Rain has established itself as a Mastercard Principal Member, facilitating credit and prepaid cards on the Mastercard network. Collaboratively, Rain and Mastercard are investigating on-chain settlement for specific card program flows using regulated stablecoins. Timoney clarified that Rain’s goal is not to supplant existing card networks but to make stablecoin balances functional via established networks with extensive merchant reach.

“The card networks have accumulated hundreds of millions of merchants over decades,” Timoney remarked, “Rain did not aim to reinvent the wheel.” He added that spending patterns are increasingly indistinguishable from standard card usage, as users engage in typical purchasing activities across various merchant categories.

Ray Hernandez, senior vice president of business development at Consensys, pointed out during the same panel that despite their growth trajectory, stablecoin cards still represent less than 1% of global card spend. Timoney emphasized Latin America as a primary market for adoption, with stablecoin cards being utilized across custodial and non-custodial wallets, crypto exchanges, and products abstracting the stablecoin experience from users.

Transactions often result in merchants receiving fiat currency, distinguishing these activities from direct crypto push payments that require managing crypto settlement and volatility directly. Behind-the-scenes changes are notable as well; Rain states that stablecoin settlement enables card programs to settle transactions on weekends and holidays, reducing trapped capital by more than 40% in some instances.

Traditional card programs typically pre-fund or borrow during banking closures, whereas stablecoins operate beyond bank cut-off times. This flexibility can enhance rewards and overall card economics, Timoney noted.

Mastercard is advancing its involvement with stablecoin payments, having recently integrated Binance, PayPal, and Ripple into its blockchain payment initiatives and acquiring stablecoin infrastructure firm BVNK for up to $1.8 billion earlier this year.

Christian Rau, Mastercard’s senior vice president of digital assets and blockchain, emphasized that mainstream adoption hinges on making the technology invisible to consumers. “The norm is a card on your iPhone or Android, where the transaction happens seamlessly,” Rau explained. The consumer experience should focus not on being an onchain payment but rather enabling real-time spending with expected network protections.

Hernandez highlighted the need for easier access points and abstracted fees to advance further adoption, noting that current crypto card users are predominantly crypto-native individuals who already manage assets on-chain. MetaMask is expanding its self-custody strategy through cards developed in partnership with Mastercard and Baanx, allowing spending from a self-custodial wallet with asset conversion into fiat at the point of purchase.
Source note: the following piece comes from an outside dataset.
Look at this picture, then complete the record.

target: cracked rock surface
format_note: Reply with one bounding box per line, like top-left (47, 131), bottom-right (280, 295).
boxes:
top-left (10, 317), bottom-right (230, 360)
Mark Zalan, CEO of GoMining, challenged this approach by advocating for direct bitcoin usage without converting to stablecoins or using off-ramps. He critiqued intermediaries as “little helpers” that charge transaction fees and viewed consumer protection within card transactions as a form of rent-seeking.

Timoney countered that payments encompass more than just money movement, including handling chargebacks and merchant risk. Rau agreed, noting that most consumers expect payment experiences to include interoperability, safety, and security, akin to deposit insurance and chargeback protections.